Biomarkers should be able to effectively distinguish disease from normal samples [17, 35]. The detected network-based gene communities provide a pool of module biomarker candidates. To select better biomarkers in each module, we employ RFE with cross-validations based on logistic regression [36] classifier. Compared to other machine learning methods, LR is easier to implement, interpret, and also is a very efficient classification algorithm [37]. Because of its mathematical interpretability, it has a wide range of applications in the field of biomedicine [38]. The logistic regression can be considered as follows

$$\pi_{{\text{i}}} = Pr\left( {\left. {y_{i} } \right|x_{{\text{i}}} ;\theta } \right) = f\left( {x_{i}^{T} } \right) = \frac{{\exp \left( {x_{i}^{T} \theta } \right)}}{{1 + \exp \left( {x_{i}^{T} \theta } \right)}},\quad i = 1,2, \ldots ,n.$$
(5)

where \(X_{i} = (x_{i1} ,x_{i2} , \ldots ,x_{ip} )^{T} ,\) denotes the p-dimensional gene expression vector. yi is a corresponding binary variable. θ is the vector of the coefficients.

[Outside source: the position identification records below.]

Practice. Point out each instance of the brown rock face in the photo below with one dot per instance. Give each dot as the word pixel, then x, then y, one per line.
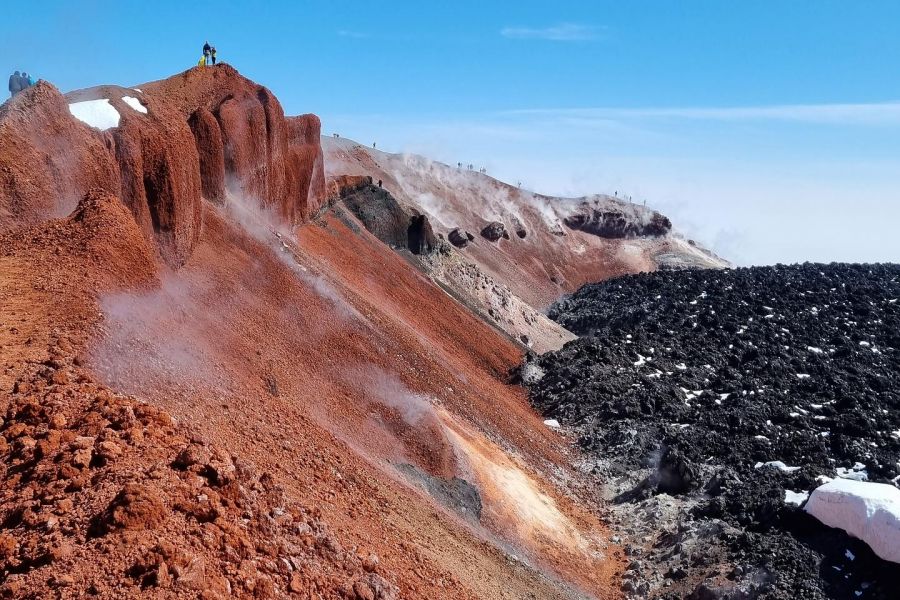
pixel 211 151
pixel 206 132
pixel 160 178
pixel 308 160
pixel 48 159
pixel 266 157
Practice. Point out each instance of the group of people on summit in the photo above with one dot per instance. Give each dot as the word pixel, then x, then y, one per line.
pixel 209 55
pixel 19 82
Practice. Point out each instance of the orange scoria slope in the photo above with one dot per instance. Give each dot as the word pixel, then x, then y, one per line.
pixel 237 401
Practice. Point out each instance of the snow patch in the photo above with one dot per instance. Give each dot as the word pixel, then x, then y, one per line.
pixel 134 103
pixel 868 511
pixel 96 113
pixel 776 464
pixel 795 498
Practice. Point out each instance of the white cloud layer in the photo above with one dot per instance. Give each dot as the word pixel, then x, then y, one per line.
pixel 563 32
pixel 859 114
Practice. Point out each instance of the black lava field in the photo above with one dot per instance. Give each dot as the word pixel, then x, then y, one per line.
pixel 691 378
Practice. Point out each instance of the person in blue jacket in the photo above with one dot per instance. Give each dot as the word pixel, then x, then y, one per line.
pixel 15 84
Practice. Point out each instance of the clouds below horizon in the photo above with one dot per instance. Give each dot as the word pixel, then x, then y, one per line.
pixel 760 185
pixel 877 113
pixel 562 32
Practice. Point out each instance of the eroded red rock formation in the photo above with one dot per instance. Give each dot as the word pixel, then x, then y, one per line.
pixel 205 133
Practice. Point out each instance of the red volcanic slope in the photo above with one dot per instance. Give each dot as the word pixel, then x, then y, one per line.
pixel 203 129
pixel 270 417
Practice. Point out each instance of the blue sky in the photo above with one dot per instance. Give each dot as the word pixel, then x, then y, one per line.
pixel 770 130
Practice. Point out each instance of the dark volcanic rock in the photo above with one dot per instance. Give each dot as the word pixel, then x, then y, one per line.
pixel 382 215
pixel 494 231
pixel 697 376
pixel 420 238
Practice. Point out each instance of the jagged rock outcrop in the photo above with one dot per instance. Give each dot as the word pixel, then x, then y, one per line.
pixel 305 154
pixel 383 216
pixel 494 231
pixel 48 159
pixel 458 238
pixel 269 158
pixel 420 238
pixel 211 151
pixel 202 133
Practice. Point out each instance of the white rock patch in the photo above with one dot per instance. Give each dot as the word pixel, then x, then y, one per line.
pixel 135 104
pixel 96 113
pixel 868 511
pixel 795 498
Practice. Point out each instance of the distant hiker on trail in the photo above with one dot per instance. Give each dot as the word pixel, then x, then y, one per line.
pixel 15 84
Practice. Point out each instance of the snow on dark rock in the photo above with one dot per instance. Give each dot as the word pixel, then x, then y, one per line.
pixel 712 386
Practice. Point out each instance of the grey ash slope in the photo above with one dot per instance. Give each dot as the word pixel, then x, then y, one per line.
pixel 690 378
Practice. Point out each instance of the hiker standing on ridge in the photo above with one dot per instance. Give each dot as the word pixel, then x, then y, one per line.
pixel 15 84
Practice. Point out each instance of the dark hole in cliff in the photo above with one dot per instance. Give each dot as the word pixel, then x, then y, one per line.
pixel 419 235
pixel 152 191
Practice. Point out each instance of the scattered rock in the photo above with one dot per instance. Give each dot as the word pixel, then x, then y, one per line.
pixel 494 231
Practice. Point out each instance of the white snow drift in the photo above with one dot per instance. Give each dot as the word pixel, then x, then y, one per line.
pixel 96 113
pixel 868 511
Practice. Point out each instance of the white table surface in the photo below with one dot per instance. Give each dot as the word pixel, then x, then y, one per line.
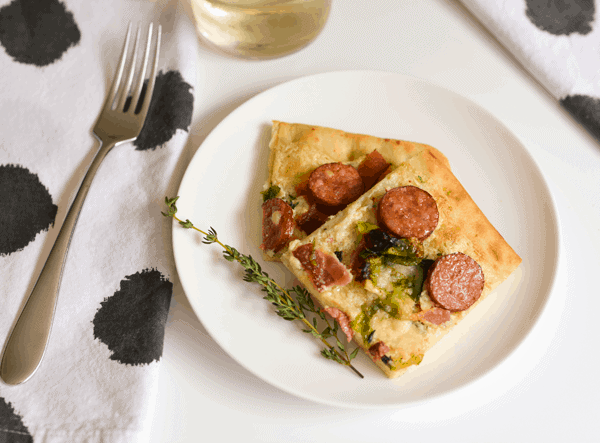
pixel 548 389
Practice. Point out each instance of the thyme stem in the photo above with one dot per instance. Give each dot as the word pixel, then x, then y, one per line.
pixel 287 307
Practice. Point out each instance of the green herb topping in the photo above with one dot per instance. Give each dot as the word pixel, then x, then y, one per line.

For over-fitting problem, we choose L2 regularization techniques to avoid, which is defined as

$$P\left( {\theta ;\lambda } \right) = \lambda \mathop \sum \limits_{j = 1}^{p} \theta_{j}^{2}$$
(6)

where λ is a positive tuning parameter used to balance the loss term and penalty term.

RFE law is in the process of continuously training the model [39]. Each time the training is completed, the specified number of low-importance features are deleted. Then new features are trained again. The importance of features is obtained again, and unimportant characteristics are deleted until the number of characteristics meets the predefined settings. In this paper, we delete one gene each time and through cross-validation to find the optimal number of features. If reducing the features will cause a performance loss, then no features will be removed. The selected biomarkers are further verified in the validation datasets.